Love Requited, at George's

men's book club group review Love in the Time of Cholera Gabriel Garcia Marquez
Acknowledgments
George deserves kudos on several fronts.  First, when his proposed titles were challenged, he promptly offered us an alternative that met with our approval. Second, the title he proffered had so much personal meaning that he had us close to tears when he recounted why.  Finally, his eggplant parmesan would have joined Fermina Daza and her mother-in-law in gustatory harmony, and his chess pie might well have convinced Dr. Juvenal Urbino that dessert is better than the game itself.

The Book
If One Hundred Years of Solitude put Gabriel Garcia Marquez on the map, Love in the Time of Cholera cemented his stature as one of the greatest novelists of the 20th century.  Our 7.9 rating confirms how easily we were persuaded by the exquisite storytelling that is the hallmark of Garcia Marquez’ writing.  Set in a fictional city on Colombia’s Caribbean coast, Love in the Time of Cholera tells the compelling if convoluted story of unrequited love, with Fermina Daza at the middle of the triangle formed by her husband, Dr. Juvenal Urbino, and her first love, Florentino Ariza. 
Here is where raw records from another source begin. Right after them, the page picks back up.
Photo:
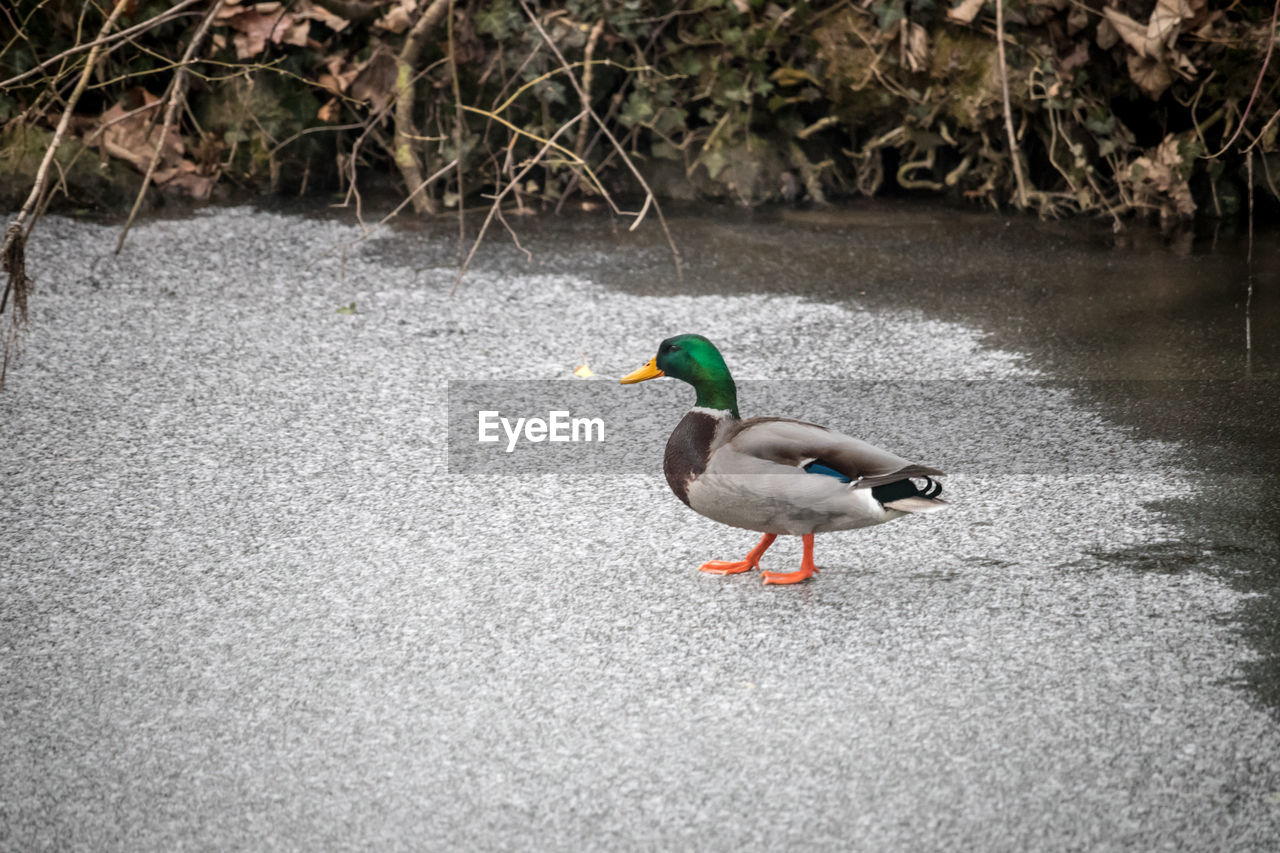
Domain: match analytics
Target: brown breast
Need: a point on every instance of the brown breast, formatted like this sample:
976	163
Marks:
688	450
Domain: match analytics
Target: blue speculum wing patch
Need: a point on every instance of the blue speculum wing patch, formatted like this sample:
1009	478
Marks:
818	468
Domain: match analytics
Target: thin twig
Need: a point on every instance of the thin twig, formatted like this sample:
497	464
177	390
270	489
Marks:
97	42
1014	153
613	140
457	132
515	182
177	94
16	237
1257	85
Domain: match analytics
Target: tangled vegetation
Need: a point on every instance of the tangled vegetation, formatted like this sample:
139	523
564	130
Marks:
1083	106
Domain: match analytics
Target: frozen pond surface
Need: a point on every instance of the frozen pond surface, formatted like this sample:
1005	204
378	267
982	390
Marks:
246	605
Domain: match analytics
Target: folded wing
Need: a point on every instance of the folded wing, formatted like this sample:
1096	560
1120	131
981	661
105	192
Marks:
800	443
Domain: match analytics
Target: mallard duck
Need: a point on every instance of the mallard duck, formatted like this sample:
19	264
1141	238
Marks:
775	475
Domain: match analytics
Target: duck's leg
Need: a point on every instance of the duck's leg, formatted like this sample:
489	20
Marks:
807	568
752	561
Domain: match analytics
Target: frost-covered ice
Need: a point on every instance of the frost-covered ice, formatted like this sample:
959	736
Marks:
246	606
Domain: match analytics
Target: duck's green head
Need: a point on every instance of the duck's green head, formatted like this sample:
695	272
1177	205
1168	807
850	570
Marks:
693	359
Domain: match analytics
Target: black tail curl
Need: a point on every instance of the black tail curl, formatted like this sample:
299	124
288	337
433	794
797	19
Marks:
924	487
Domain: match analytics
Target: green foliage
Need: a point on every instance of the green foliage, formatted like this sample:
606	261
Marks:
731	95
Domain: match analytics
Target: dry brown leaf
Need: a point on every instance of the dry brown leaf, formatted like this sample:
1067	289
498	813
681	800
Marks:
339	76
398	18
132	135
329	112
1106	35
261	23
1159	178
311	12
965	12
1152	76
129	133
1133	32
1166	21
917	44
376	77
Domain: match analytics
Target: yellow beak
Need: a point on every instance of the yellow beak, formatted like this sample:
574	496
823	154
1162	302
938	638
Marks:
648	372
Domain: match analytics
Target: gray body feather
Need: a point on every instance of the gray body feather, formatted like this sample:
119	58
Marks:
750	474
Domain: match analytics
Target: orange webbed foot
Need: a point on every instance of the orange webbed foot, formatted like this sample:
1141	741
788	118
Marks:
732	568
807	568
787	576
727	566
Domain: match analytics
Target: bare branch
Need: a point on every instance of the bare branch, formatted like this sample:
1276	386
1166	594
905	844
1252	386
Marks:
177	94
Despite our collective thumbs up, our individual reactions were anything but uniform.  Indeed, many were quite cryptic—according to my paltry notes. Here are some examples:  the book “wrote itself” according to Larry, who nevertheless labored to finish it; the female protagonist wasn’t sufficiently endearing and neither were the long paragraphs (Jack); the plot benefited from “parallel male characters” (Doug, to whom I do no justice with this paraphrasing); the book “mesmerized” Roy until he reached the halfway point (or was it the halfway point of his family vacation in Southeast Asia?); the repeated use of symbols fascinated Stan, who still puzzled over the significance of the birds and refused all of our explanations; and, finally, the book seduced Glenn from the very first paragraph, even though he’d read it before. As for me, yes, I spiked the ratings with a 10, but I had to.  The characters are unforgettable, but it was the extraordinary dialogue—with all of its insight into human relationships—that had me from the beginning.

Next Up
Jack gave us the chance to step further back in time and read one of the few American novelists who compares closely (and favorably) to F. Scott Fitzgerald.  We'll see in July if John O'Hara deserved the accolades he received upon the publication of his first and arguably best novel, Appointment in Samarra.